Oral tofacitinib monotherapy with fire needling induced marked regression of cutaneous Rosai-Dorfman disease lesions in a single patient.
The study design involved a single 55-year-old female patient presenting with erythematous nodular plaques on the right side of her face, diagnosed with cutaneous Rosai-Dorfman disease. The patient had previously undergone various treatments, including thalidomide, methotrexate, hydroxychloroquine, and localized betamethasone injections, without achieving sustained remission. The intervention consisted of fire needling followed by oral tofacitinib monotherapy at a dose of 5 mg twice daily. This approach combined traditional Chinese medicine techniques with a modern biologic agent.
Main results were observed over a 4-month follow-up period. After fire needling, the patient showed modest improvement in skin lesions. Subsequently, marked regression occurred, characterized by significant flattening and fading of the erythematous nodular plaques. No absolute numbers or p-values are available as this is a single-patient report. Safety and tolerability assessments indicated no notable adverse effects were observed during the treatment course, and there were no discontinuations due to side effects.
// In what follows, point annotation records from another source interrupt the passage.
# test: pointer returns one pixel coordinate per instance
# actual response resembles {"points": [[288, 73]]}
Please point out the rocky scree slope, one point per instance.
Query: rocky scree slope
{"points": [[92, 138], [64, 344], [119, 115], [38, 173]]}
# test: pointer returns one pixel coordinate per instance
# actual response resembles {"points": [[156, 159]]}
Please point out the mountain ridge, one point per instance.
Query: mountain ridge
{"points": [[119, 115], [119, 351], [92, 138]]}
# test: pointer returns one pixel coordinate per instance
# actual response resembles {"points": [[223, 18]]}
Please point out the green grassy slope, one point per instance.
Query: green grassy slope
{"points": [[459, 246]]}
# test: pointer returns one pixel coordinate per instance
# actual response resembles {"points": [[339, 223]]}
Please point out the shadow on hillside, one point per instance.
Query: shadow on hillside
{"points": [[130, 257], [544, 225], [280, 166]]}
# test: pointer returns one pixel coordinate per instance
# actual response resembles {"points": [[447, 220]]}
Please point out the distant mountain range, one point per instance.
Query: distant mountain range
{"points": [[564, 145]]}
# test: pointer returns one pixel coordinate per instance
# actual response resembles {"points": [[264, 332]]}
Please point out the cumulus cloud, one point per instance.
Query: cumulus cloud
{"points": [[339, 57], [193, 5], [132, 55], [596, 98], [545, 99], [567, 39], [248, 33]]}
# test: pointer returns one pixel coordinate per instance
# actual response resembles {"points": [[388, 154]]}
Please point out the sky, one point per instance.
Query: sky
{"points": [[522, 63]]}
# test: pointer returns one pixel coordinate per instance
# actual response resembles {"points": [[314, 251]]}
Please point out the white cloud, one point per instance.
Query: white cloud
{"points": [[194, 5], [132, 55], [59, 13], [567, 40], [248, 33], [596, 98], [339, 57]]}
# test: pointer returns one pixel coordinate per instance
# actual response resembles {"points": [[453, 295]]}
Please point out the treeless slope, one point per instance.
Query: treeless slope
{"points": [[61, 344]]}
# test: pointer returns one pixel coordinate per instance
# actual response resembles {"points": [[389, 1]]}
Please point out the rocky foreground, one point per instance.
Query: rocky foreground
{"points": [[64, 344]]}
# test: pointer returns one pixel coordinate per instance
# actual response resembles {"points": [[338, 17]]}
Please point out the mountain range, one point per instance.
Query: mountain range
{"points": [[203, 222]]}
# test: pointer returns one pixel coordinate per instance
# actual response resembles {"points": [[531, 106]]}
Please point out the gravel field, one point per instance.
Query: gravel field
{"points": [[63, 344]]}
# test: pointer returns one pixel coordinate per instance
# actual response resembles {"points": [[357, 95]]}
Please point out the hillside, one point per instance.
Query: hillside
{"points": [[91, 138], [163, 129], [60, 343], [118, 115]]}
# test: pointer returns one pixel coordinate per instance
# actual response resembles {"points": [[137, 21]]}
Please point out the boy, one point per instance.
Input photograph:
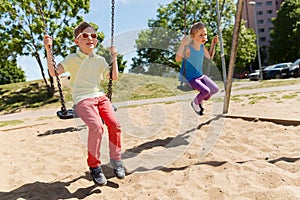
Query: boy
{"points": [[91, 104]]}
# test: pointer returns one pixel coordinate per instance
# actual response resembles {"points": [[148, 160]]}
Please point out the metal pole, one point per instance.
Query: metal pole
{"points": [[221, 46], [253, 4], [235, 38]]}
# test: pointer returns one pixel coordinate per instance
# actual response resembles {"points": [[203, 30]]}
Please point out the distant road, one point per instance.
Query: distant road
{"points": [[236, 91]]}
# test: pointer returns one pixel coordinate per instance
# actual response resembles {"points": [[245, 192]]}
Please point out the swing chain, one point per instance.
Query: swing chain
{"points": [[63, 103], [109, 89]]}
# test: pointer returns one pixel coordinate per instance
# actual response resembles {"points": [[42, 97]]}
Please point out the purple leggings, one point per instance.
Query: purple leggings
{"points": [[205, 86]]}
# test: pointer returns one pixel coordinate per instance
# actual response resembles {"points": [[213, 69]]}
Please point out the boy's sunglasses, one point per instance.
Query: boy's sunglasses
{"points": [[86, 35]]}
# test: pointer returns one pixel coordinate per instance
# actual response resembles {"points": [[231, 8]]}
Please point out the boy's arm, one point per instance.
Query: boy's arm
{"points": [[50, 64], [115, 68]]}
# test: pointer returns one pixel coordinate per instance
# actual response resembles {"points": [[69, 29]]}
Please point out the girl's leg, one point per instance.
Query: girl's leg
{"points": [[87, 110], [199, 85], [114, 129], [211, 85]]}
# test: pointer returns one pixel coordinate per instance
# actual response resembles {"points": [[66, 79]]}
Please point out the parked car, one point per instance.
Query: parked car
{"points": [[295, 69], [280, 70], [254, 76]]}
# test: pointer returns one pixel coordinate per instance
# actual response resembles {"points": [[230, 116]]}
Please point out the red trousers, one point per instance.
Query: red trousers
{"points": [[92, 111]]}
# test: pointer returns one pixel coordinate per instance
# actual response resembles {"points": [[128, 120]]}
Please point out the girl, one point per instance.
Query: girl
{"points": [[191, 54]]}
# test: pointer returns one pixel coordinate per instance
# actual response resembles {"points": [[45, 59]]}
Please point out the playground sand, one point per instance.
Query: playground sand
{"points": [[169, 153]]}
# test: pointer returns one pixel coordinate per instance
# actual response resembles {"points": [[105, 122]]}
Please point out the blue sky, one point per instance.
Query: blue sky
{"points": [[130, 15]]}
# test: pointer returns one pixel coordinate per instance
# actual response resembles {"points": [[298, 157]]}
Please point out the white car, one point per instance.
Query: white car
{"points": [[295, 69], [254, 76]]}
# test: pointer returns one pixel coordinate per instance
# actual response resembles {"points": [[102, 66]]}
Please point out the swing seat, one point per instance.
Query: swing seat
{"points": [[65, 114], [185, 87]]}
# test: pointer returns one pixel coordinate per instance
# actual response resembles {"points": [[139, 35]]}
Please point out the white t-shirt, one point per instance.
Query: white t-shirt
{"points": [[85, 74]]}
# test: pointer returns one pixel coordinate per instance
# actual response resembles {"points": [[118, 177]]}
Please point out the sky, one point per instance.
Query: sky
{"points": [[131, 16]]}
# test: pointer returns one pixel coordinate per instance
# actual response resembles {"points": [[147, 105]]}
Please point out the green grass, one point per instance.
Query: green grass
{"points": [[33, 95], [10, 122]]}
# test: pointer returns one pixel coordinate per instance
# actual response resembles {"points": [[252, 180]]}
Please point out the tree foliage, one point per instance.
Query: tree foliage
{"points": [[160, 42], [10, 72], [23, 25], [284, 46]]}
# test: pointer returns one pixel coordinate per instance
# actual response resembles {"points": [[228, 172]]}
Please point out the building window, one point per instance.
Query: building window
{"points": [[269, 3], [261, 21]]}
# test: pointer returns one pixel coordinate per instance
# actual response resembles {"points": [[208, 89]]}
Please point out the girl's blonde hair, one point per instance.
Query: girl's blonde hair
{"points": [[197, 26]]}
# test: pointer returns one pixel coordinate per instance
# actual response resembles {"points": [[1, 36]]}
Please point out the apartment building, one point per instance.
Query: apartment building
{"points": [[264, 11]]}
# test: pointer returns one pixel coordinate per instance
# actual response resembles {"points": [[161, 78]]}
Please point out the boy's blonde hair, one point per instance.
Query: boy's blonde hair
{"points": [[197, 26], [83, 25]]}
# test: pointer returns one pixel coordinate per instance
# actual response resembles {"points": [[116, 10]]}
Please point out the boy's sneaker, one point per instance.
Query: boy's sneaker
{"points": [[197, 108], [98, 176], [118, 168]]}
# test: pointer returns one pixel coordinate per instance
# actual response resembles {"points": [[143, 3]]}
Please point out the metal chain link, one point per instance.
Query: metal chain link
{"points": [[109, 89], [62, 99]]}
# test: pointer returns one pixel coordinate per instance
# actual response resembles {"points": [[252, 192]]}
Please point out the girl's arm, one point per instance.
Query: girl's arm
{"points": [[182, 49], [59, 68], [212, 49]]}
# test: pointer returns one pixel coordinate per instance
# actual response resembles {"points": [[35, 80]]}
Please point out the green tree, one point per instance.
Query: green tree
{"points": [[11, 73], [23, 27], [284, 46]]}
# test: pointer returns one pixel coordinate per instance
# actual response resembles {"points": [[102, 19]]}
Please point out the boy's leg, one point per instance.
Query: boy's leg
{"points": [[114, 133], [113, 126], [87, 110]]}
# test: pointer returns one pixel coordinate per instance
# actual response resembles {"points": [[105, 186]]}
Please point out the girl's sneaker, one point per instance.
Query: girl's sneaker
{"points": [[197, 108], [98, 176]]}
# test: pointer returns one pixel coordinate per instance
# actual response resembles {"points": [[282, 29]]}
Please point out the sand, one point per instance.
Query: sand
{"points": [[169, 153]]}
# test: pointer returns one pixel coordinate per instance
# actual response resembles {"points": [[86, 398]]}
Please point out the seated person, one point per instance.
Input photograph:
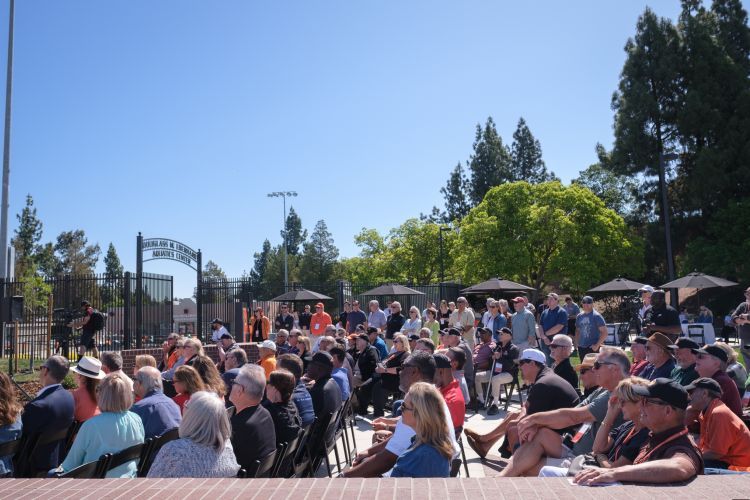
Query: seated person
{"points": [[711, 362], [113, 430], [158, 412], [253, 431], [724, 437], [505, 358], [449, 388], [279, 404], [204, 448], [300, 396], [669, 455], [684, 373], [431, 450], [51, 411], [615, 446], [547, 392], [541, 439], [659, 356], [560, 350]]}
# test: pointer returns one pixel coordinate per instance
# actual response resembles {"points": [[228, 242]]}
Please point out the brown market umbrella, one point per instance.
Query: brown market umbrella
{"points": [[497, 285], [618, 285]]}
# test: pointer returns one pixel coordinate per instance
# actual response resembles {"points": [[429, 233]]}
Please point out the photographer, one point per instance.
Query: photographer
{"points": [[91, 324]]}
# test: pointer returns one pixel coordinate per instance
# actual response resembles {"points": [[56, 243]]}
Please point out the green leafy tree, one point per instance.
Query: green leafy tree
{"points": [[28, 234], [490, 163], [544, 233], [319, 256], [526, 157], [296, 236], [454, 193], [74, 254]]}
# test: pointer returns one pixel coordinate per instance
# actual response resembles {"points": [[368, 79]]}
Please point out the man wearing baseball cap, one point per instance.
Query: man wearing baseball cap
{"points": [[669, 456], [542, 433], [554, 320], [684, 373], [711, 362], [548, 392], [523, 325], [659, 356], [725, 439]]}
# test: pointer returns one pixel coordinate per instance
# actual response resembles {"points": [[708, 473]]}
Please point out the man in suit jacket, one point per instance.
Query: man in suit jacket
{"points": [[253, 434], [51, 411]]}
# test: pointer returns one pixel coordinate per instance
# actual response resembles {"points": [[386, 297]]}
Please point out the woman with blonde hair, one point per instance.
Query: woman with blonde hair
{"points": [[187, 381], [430, 453], [114, 430], [389, 370], [204, 448]]}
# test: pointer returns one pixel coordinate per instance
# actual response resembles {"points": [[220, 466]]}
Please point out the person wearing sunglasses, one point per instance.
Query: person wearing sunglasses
{"points": [[669, 455], [544, 436], [741, 318]]}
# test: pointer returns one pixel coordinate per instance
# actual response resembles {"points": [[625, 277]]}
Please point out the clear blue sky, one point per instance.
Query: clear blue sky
{"points": [[175, 118]]}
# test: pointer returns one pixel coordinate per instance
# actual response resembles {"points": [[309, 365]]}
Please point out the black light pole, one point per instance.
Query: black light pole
{"points": [[663, 159]]}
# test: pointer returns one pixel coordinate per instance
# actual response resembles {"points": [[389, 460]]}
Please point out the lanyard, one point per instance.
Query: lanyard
{"points": [[677, 435]]}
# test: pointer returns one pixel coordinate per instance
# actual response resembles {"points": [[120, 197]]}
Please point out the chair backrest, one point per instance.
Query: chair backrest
{"points": [[92, 470], [122, 457]]}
Key limitations of this evidence include the small sample size of one patient and the absence of a comparator group, which precludes definitive conclusions regarding efficacy compared to standard care. The study is observational in nature, and causality cannot be firmly established. Furthermore, the long-term safety profile of tofacitinib in this specific off-label indication remains unknown beyond the 4-month observation window. The practice relevance lies in presenting a novel integrated therapeutic strategy for refractory cases, though it should not replace established guidelines without further validation.